Dans un entretien au journal La Croix, le cardinal Jean-Pierre Ricard, archevêque de Bordeaux, qui arrive au terme de son deuxième mandat comme président de la Conférence des évêques de France estime que l’Eglise en France ne va :
"Pas si mal que ça. Elle se veut fidèle au Christ, annonçant l’Evangile face à un mouvement de sécularisation déjà ancien mais toujours actif en Occident qui affaiblit la relation des gens avec la foi et avec l’Eglise. […] En même temps, des chrétiens prennent en charge la vie ecclésiale, des hommes et des femmes redécouvrent le chemin de la foi, bien des fidèles s’investissent dans la formation chrétienne, etc. Ces signes invitent à l’espérance : le Christ est là, présent dans la barque de l’Église même si celle-ci paraît secouée…
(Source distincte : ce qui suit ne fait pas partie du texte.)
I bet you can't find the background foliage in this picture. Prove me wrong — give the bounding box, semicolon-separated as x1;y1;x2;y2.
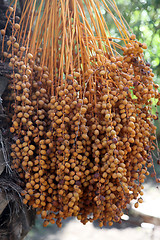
103;0;160;84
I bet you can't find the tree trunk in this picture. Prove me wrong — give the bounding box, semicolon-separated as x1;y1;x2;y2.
0;0;35;240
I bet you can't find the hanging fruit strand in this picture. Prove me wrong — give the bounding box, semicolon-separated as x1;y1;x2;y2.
1;0;160;227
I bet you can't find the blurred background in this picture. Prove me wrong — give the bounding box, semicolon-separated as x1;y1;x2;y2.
22;0;160;240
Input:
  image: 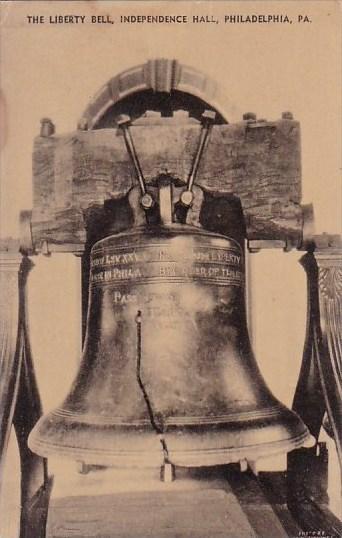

Les craintes suscitées par le motu proprio sur la liturgie sont-elles apaisées ?
Il y en a eu beaucoup plus avant sa publication qu’après. […] J’ai senti, en échangeant avec le pape lui-même, qu’il considère cette question dans une perspective d’avenir, comptant sur un enrichissement possible entre ces deux formes, et absolument pas comme un retour au passé ! Le pape pense qu’une bonne part des catholiques attachés à la tradition peut entrer dans une dynamique de réconciliation. […] Nous avons fait le point en septembre entre archevêques. J’ai été frappé par la volonté de chaque diocèse de s’organiser pour répondre positivement aux demandes. Pour le moment, peu de demandes nous sont arrivées. Par contre, dans plusieurs diocèses en France, cette question a éveillé l’intérêt de prêtres et de fidèles pour redécouvrir les grandes intuitions du Concile qui ont mené à la réforme liturgique. […]
J’ai vécu depuis huit ans un changement de climat dans ces relations [avec l’Etat]. Avec le cardinal Billé, nous avons voulu renouer des relations plus régulières avec le président de la République et avec le premier ministre, à un moment où Jacques Chirac et Lionel Jospin convenaient tous deux que cela manquait. C’était l’époque du livre de René Rémond, Le Christianisme en accusation, et Lionel Jospin était impressionné de voir que les catholiques se sentaient mal à l’aise dans la société. Pour faire face à cette situation, il a proposé de mettre en place une instance de dialogue. […]
Notre discours sur les sujets de société […] est bien reçu quand il s’agit de doctrine sociale. Par contre, ce qui touche à l’embryon, à la famille ou au mariage, au croisement du privé et du social, a plus de mal à être entendu : on nous rétorque que l’opinion va dans l’autre sens ; on nous oppose le poids des sondages… Mais peut-on élaborer sur la base des seuls sondages une politique qui engage l’avenir ?
Comment expliquez-vous l’embarras de l’épiscopat, il y a un an, face au Téléthon ?
La question se reposera cette année. Malgré des différences entre nous, la plupart des évêques n’appelleront pas au boycottage. Cela ne nous empêche pas de manifester notre inquiétude en constatant qu’une partie des fonds récoltés va à certaines recherches que nous désapprouvons. Le Téléthon n’est pas seul en cause : la Conférence épiscopale s’exprimera certainement sur le sujet lors de la prochaine révision des lois de bioéthique."